March 17, 2013 (KHARTOUM) – the rebel Justice and Equality Movement (JEM) distanced itself from armed men who clashed this weekend with South Sudanese police in Yida camp for refugees located in Unity state’s Parieng county.
Radio Tamzuj reported that one policeman and two children were killed in clashes between South Sudanese police and JEM members led by Nimeiri Teiya in Yida camp, which is located near the South Kordofan border on Saturday.
JEM spokesperson Gibreel Adam Bilal dismissed claims his group had been involved in the incident and called on those responsible for the attack to be punished, further underlining JEM’s commitment to international humanitarian law on refugees.
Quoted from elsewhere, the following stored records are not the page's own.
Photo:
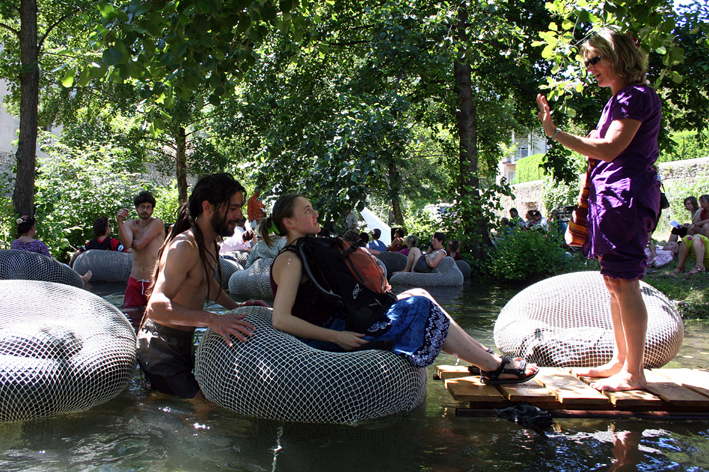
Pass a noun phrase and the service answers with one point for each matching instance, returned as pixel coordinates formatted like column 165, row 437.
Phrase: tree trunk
column 23, row 195
column 181, row 165
column 468, row 154
column 392, row 181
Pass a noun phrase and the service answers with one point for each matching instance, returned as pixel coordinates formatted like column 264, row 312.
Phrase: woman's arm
column 618, row 137
column 287, row 273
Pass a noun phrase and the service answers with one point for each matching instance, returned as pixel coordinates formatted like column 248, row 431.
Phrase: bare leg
column 619, row 353
column 419, row 292
column 633, row 316
column 411, row 259
column 459, row 344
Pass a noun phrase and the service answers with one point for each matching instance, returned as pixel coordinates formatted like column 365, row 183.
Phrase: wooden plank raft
column 669, row 390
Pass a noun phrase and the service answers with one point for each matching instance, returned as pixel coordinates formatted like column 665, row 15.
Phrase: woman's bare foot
column 603, row 371
column 621, row 382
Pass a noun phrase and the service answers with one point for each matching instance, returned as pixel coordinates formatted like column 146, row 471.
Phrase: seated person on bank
column 658, row 257
column 397, row 243
column 411, row 241
column 453, row 249
column 679, row 232
column 702, row 226
column 102, row 230
column 427, row 262
column 375, row 243
column 695, row 246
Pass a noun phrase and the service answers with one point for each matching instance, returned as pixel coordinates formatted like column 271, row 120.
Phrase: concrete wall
column 529, row 194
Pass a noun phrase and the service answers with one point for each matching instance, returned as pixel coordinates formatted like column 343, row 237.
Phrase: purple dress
column 34, row 246
column 624, row 199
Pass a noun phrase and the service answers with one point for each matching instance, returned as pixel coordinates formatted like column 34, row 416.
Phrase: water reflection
column 146, row 431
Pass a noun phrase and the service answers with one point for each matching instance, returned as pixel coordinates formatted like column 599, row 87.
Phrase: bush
column 74, row 187
column 529, row 169
column 559, row 194
column 688, row 146
column 524, row 254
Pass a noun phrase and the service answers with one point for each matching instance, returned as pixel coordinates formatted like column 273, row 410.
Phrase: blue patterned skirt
column 417, row 326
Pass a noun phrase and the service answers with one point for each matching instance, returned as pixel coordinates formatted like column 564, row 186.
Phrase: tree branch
column 14, row 31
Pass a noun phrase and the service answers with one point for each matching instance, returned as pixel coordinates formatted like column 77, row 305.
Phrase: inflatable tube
column 62, row 349
column 105, row 266
column 254, row 282
column 274, row 375
column 26, row 265
column 446, row 274
column 229, row 267
column 381, row 264
column 394, row 261
column 565, row 321
column 464, row 268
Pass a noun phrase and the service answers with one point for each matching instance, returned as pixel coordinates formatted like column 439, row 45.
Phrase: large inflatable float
column 393, row 261
column 26, row 265
column 105, row 266
column 565, row 321
column 274, row 375
column 446, row 274
column 229, row 267
column 254, row 282
column 62, row 349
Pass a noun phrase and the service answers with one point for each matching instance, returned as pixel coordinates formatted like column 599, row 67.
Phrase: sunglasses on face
column 592, row 62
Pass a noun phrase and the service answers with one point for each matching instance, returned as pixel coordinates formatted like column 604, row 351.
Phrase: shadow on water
column 147, row 431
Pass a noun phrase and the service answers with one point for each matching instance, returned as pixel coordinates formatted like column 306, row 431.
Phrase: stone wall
column 529, row 194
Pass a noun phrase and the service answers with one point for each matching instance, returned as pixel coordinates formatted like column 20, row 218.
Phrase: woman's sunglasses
column 592, row 62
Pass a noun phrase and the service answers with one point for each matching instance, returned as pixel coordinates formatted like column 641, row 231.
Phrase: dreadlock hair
column 216, row 189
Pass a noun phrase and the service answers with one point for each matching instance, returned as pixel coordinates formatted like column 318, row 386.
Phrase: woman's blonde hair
column 628, row 61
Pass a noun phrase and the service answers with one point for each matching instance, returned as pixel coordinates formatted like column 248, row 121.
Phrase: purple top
column 34, row 246
column 626, row 189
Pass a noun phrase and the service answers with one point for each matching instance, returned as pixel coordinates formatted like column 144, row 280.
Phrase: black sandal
column 475, row 370
column 493, row 377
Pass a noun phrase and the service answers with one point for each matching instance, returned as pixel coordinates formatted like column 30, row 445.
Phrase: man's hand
column 255, row 303
column 232, row 324
column 122, row 215
column 349, row 340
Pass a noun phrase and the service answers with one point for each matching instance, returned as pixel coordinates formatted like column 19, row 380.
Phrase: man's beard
column 221, row 226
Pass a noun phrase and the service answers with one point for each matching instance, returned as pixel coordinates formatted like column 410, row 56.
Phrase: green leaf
column 68, row 79
column 112, row 57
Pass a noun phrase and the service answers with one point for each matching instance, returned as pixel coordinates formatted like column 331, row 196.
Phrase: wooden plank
column 568, row 389
column 446, row 372
column 674, row 393
column 472, row 390
column 531, row 392
column 695, row 380
column 632, row 398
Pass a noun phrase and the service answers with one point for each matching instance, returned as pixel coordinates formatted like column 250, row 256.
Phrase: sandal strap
column 495, row 374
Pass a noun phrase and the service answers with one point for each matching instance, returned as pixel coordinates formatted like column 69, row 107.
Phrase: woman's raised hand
column 545, row 115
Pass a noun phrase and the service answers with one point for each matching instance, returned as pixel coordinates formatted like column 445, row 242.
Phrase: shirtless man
column 144, row 236
column 184, row 279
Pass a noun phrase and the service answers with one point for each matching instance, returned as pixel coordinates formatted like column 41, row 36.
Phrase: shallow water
column 153, row 432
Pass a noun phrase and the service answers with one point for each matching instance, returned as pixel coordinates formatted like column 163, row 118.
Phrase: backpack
column 347, row 276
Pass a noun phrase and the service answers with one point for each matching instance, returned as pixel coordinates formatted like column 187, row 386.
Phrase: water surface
column 153, row 432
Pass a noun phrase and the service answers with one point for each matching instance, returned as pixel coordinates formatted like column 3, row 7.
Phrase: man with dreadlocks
column 183, row 280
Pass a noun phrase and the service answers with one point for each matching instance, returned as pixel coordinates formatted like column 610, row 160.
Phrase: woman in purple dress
column 624, row 199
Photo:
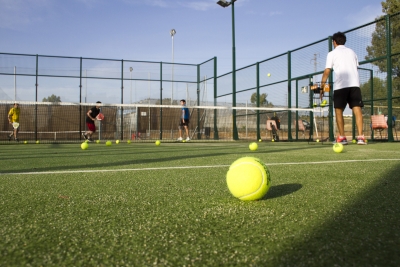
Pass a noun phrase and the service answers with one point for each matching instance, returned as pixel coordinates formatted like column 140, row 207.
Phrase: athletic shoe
column 341, row 139
column 361, row 140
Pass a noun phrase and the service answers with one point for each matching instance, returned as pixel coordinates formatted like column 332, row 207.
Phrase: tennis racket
column 100, row 117
column 15, row 125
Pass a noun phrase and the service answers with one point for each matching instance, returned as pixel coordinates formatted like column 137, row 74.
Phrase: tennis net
column 65, row 122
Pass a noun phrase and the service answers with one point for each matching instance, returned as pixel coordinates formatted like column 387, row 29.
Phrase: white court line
column 197, row 167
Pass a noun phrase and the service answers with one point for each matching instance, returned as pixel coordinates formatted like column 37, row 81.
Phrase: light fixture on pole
column 172, row 32
column 131, row 69
column 224, row 4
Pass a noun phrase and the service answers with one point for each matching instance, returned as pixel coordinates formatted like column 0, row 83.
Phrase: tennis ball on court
column 338, row 147
column 84, row 145
column 248, row 178
column 253, row 146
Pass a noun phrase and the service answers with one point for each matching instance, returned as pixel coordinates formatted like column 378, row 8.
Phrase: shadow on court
column 366, row 233
column 282, row 190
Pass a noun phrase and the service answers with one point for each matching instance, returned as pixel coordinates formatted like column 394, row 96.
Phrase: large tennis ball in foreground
column 84, row 145
column 338, row 147
column 248, row 179
column 253, row 146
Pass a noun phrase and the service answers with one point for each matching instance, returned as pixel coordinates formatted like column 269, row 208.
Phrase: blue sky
column 140, row 29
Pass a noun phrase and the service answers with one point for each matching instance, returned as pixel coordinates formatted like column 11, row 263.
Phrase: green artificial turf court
column 144, row 205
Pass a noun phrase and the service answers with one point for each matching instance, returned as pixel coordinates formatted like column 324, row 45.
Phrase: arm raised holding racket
column 91, row 116
column 13, row 119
He denied Nimeiri was a member of their movement, adding that last year he had applied to join JEM but his demand was rejected on the basis the lieutenant officer had previously been “banished from a revolutionary organisation”.
Radio Tamazuj, which provides extensive coverage of the situation in South Kordofan and refugees camps in South Sudan, said that Nimeiri belongs to the Angolo tribe from the Nuba Mountains.
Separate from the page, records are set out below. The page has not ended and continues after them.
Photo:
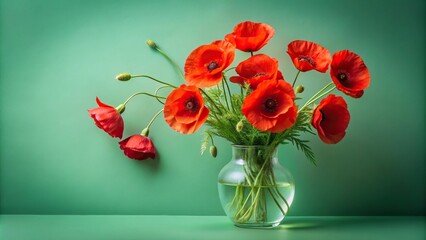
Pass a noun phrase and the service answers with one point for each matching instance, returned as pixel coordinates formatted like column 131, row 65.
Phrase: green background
column 57, row 56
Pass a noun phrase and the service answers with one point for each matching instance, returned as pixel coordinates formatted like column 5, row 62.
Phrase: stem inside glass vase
column 255, row 190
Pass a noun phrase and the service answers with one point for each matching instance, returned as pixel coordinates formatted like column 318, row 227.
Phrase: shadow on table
column 306, row 223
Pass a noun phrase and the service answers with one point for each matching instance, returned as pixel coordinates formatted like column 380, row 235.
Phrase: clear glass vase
column 255, row 190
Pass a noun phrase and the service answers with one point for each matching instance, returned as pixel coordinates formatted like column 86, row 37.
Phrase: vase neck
column 254, row 153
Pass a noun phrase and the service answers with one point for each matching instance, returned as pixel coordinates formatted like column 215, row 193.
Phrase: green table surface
column 77, row 227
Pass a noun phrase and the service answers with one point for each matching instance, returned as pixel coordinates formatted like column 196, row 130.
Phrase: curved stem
column 224, row 93
column 142, row 93
column 157, row 80
column 229, row 92
column 156, row 92
column 153, row 119
column 295, row 79
column 171, row 61
column 316, row 98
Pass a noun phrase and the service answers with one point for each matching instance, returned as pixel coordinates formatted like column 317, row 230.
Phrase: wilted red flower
column 255, row 70
column 108, row 119
column 331, row 118
column 204, row 66
column 308, row 56
column 250, row 36
column 271, row 106
column 138, row 147
column 184, row 109
column 349, row 73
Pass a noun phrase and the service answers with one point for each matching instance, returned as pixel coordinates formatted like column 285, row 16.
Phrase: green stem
column 142, row 93
column 229, row 92
column 276, row 201
column 316, row 98
column 159, row 81
column 155, row 117
column 295, row 79
column 158, row 89
column 171, row 61
column 224, row 93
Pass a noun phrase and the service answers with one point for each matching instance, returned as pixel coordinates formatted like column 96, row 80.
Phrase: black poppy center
column 260, row 74
column 307, row 59
column 270, row 105
column 212, row 66
column 191, row 105
column 342, row 77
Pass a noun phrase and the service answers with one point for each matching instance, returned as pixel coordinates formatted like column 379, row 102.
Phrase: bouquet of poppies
column 249, row 103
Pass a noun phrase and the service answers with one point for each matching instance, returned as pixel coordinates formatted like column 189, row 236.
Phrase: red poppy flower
column 204, row 66
column 331, row 118
column 138, row 147
column 349, row 73
column 271, row 106
column 308, row 56
column 255, row 70
column 250, row 36
column 184, row 109
column 108, row 119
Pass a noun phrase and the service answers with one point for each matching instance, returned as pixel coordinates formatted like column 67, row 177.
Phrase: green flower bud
column 151, row 43
column 145, row 132
column 120, row 108
column 239, row 126
column 123, row 77
column 213, row 151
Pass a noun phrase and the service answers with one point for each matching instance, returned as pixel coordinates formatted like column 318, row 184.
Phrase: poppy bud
column 239, row 126
column 300, row 89
column 145, row 132
column 213, row 151
column 151, row 43
column 120, row 108
column 123, row 77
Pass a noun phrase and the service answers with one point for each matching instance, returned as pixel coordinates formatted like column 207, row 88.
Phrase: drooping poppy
column 250, row 36
column 331, row 118
column 108, row 118
column 184, row 109
column 204, row 65
column 271, row 106
column 349, row 73
column 308, row 56
column 255, row 70
column 138, row 147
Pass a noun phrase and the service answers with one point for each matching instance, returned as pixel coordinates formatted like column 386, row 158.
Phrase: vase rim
column 250, row 146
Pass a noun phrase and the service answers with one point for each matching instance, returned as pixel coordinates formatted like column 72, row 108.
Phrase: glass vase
column 255, row 190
In statements to Sudan Tribune, Parieng commissioner Majok Gadet denied the armed men who clashed with South Sudanese police were members of any Sudanese rebel group, describing their attack as a “banditry act”.
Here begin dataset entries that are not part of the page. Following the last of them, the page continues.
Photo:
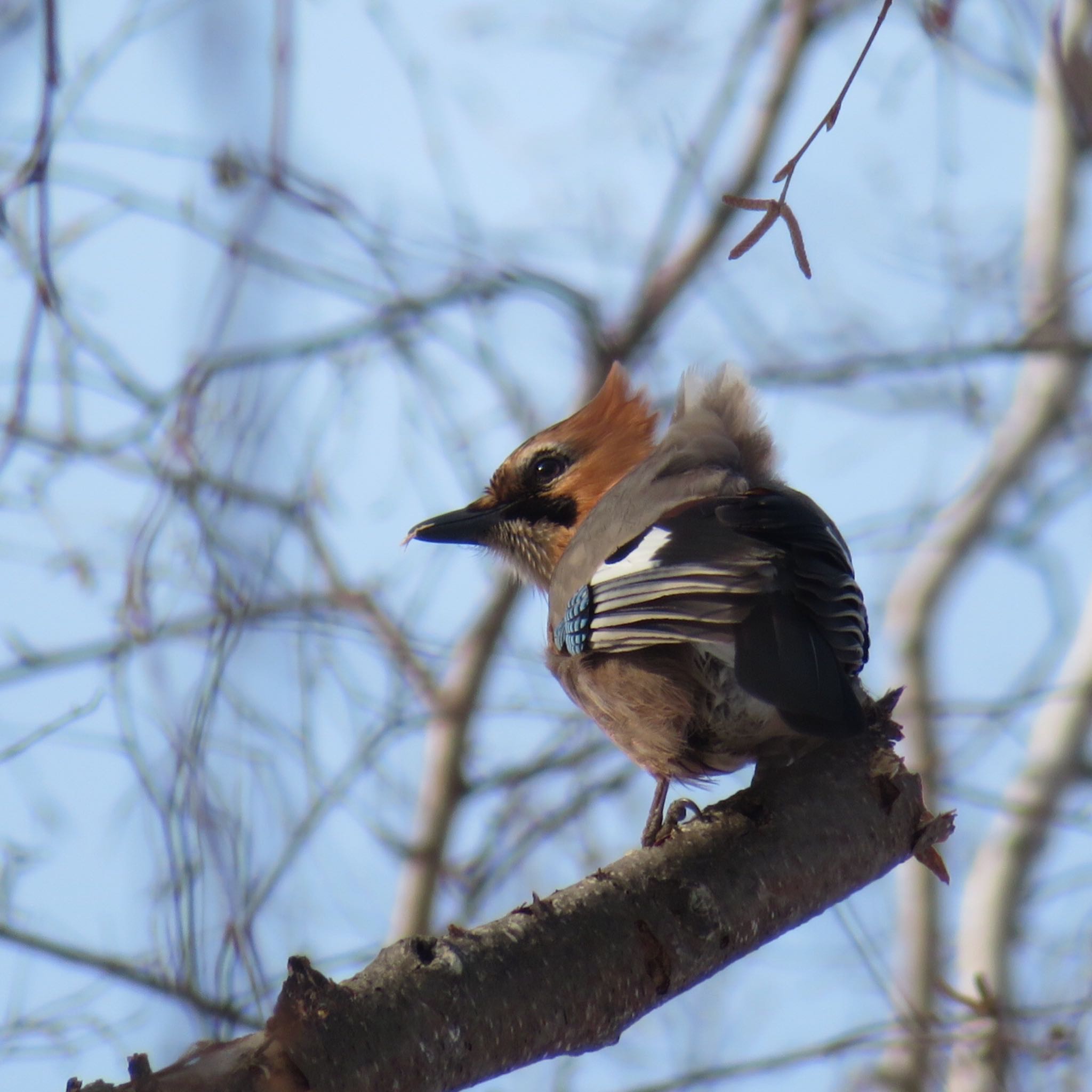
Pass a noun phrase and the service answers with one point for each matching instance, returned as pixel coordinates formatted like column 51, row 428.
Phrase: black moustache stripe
column 545, row 508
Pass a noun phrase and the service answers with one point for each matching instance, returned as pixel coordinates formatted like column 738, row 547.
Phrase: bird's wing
column 765, row 575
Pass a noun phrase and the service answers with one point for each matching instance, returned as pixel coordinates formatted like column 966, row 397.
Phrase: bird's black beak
column 469, row 526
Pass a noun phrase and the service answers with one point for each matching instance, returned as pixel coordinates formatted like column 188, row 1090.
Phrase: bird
column 701, row 612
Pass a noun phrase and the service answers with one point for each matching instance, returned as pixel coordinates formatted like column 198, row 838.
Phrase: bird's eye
column 548, row 468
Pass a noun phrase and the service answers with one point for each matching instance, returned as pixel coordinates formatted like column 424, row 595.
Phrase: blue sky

The JEM spokesperson also dismissed recent allegations that his group had a presence in neighbouring South Sudan.
Khartoum accuses Juba of harbouring JEM rebels, with Sudanese authorities pointing to a recent report prepared by UN experts on Darfur who said that the rebel group had different bases in South Sudan, including one in Unity with over 800 fighters.
On 8 and 12 March, Sudan and South Sudan signed two agreements to implement, among other things, security arrangements aimed at preventing a return to war, as well as cross-border attacks by rebel groups from both sides.